Friday, February 24, 2012

MISTAH KURTZ -- HE JUST GETTING REALLY WORKED UP

For years now, right-wingers have been accusing other people of being enemies and traitors, but Matt Taibbi watched the Republican debate on Wednesday night and saw something that seemed new to him: the right turning on its own, in the person of the previously unchallenged culture warrior Rick Santorum.

Taibbi thinks it's the beginning of the end:

This is the last stage in any paranoid illness. You start by suspecting that somebody out there is out to get you; in the end, you're sure that even the people who love you the most under your own roof, your own doctors, your parents, your wife and your children, they're in on the plot....

This is where the Republican Party is now. They've run out of foreign enemies to point fingers at. They've already maxed out the rhetoric against us orgiastic, anarchy-loving pansexual liberal terrorists. The only possible remaining explanation for their troubles is that
their own leaders have failed them. There is a stranger in the house!

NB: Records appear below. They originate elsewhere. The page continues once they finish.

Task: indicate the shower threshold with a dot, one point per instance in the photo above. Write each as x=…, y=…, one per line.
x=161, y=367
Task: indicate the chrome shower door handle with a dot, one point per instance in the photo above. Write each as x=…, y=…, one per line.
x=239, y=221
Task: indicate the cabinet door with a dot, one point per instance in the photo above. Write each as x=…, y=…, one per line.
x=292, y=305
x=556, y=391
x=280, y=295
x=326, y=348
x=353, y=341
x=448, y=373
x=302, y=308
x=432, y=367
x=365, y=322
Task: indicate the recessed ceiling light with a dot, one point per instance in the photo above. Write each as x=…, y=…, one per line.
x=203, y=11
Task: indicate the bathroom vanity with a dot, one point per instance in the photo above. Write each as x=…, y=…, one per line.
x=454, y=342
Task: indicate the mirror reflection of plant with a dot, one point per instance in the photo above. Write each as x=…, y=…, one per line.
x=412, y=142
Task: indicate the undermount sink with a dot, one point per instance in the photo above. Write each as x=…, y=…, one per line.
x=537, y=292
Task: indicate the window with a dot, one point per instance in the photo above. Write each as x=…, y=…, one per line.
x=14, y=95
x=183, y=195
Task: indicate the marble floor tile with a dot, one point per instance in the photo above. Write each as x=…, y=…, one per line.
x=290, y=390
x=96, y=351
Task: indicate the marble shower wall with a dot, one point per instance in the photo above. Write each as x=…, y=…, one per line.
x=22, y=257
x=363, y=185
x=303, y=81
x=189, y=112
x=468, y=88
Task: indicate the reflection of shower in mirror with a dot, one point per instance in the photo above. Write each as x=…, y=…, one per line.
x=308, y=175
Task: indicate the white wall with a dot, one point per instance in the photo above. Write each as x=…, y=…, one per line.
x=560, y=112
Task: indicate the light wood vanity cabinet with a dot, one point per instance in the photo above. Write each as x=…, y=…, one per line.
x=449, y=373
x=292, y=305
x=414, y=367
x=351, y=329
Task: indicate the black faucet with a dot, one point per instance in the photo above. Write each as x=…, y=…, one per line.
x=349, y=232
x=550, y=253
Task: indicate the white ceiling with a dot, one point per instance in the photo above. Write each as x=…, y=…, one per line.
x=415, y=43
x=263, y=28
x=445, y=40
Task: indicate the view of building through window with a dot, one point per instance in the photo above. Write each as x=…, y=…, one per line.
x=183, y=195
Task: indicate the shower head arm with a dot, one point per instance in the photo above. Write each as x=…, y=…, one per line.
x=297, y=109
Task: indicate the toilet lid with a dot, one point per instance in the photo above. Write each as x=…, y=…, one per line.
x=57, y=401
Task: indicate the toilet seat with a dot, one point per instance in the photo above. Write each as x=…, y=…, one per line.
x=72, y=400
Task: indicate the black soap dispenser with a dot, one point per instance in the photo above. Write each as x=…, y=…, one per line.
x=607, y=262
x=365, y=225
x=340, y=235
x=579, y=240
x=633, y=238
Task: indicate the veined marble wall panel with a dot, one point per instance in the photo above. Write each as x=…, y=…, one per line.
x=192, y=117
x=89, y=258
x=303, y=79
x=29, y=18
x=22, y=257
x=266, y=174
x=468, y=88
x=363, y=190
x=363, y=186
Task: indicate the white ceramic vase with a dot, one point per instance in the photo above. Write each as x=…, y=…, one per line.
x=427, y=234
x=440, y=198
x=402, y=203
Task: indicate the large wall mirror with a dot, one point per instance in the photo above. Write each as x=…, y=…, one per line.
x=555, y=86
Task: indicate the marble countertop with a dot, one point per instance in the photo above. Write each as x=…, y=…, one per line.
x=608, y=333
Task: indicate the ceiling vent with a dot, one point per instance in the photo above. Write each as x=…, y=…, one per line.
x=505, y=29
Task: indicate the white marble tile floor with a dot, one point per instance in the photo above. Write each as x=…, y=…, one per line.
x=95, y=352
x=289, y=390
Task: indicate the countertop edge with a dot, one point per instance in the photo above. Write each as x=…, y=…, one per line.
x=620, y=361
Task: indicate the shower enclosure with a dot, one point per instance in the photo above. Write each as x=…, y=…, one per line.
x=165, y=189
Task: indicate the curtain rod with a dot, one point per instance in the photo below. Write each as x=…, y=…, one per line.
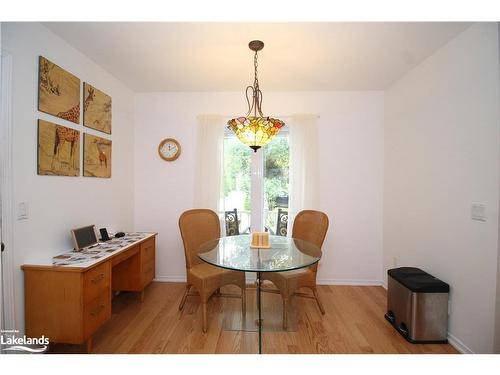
x=273, y=116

... These people have run out of others to blame, run out of bystanders to suspect, run out of decent family people to dismiss as Godless, sex-crazed perverts. They're turning the gun on themselves now. It might be justice, or it might just be sad. Whatever it is, it's remarkable to watch.

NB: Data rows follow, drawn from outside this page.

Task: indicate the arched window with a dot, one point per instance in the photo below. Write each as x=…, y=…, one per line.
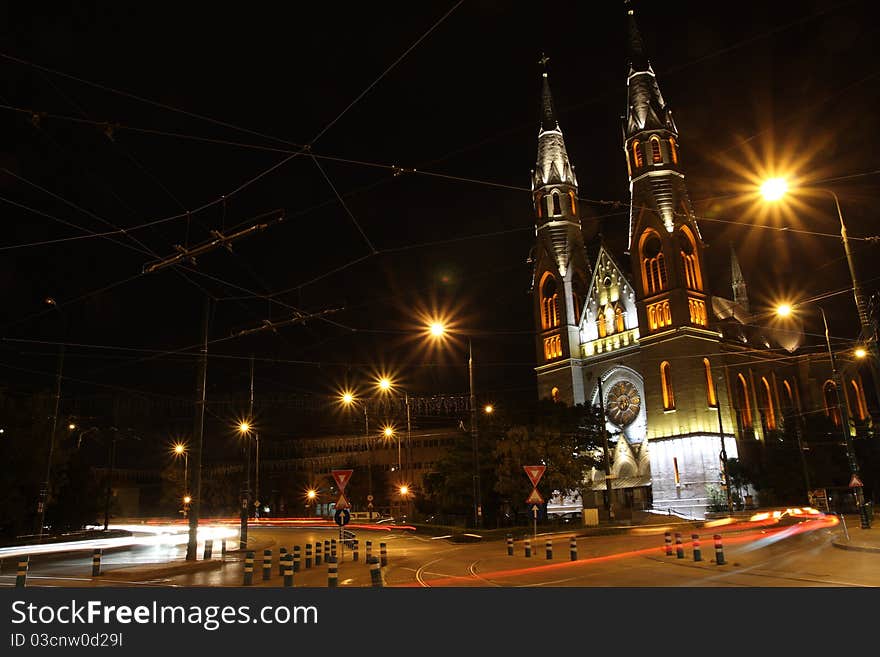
x=666, y=385
x=711, y=397
x=638, y=157
x=656, y=155
x=829, y=396
x=690, y=262
x=767, y=399
x=745, y=406
x=549, y=303
x=653, y=263
x=859, y=393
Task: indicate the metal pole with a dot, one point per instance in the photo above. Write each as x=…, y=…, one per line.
x=201, y=399
x=844, y=423
x=608, y=503
x=724, y=454
x=478, y=506
x=44, y=489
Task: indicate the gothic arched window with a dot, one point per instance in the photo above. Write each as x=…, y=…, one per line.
x=653, y=263
x=549, y=303
x=638, y=157
x=666, y=386
x=711, y=397
x=656, y=155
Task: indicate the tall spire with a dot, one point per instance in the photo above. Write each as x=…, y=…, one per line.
x=553, y=166
x=740, y=291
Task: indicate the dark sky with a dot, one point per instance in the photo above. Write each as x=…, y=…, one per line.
x=753, y=85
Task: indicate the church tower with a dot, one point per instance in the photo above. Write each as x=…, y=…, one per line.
x=681, y=359
x=559, y=260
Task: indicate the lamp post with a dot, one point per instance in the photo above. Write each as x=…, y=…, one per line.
x=865, y=521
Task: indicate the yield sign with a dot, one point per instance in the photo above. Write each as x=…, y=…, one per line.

I'm not sure. It seems to me that the point of maximum paranoia isn't the moment when the paranoiac just turns the gun on himself -- it's more like the moment when he burns his parents' house down before setting off on a random killing spree (one that will, admittedly, end in suicide), or the moment when the personality-cult leader starts returning the FBI agents' fire while making arrangements to torch the compound.

Or maybe that's the wrong analogy -- after all, look who emerged the winner from the Santorum show trial: Mitt Romney. What this really reminds me of is a moment in a totalitarian regime when then the purges and rehabilitations seem to defy all logic, when the longtime loyalist with a few minor blemishes on his record becomes an unperson, while a former unperson becomes the chief inquisitor just because the regime has developed a new appreciation for his viciousness and willingness to apply the screws. But that's not a reassuring moment in the history of such a regime, is it?

3 comments:

proverbialleadballoon said...

leon trotsky approves this post.

Dark Avenger said...

I'm reminded of the Twilight Zone episode where Peter Falk plays a sucessful revolutionary who discovers a 'magic mirror' that identifies all his potential enemies to him.

Kevin Hayden said...

Hold on there, bud. I've NEVER had sex with that pan.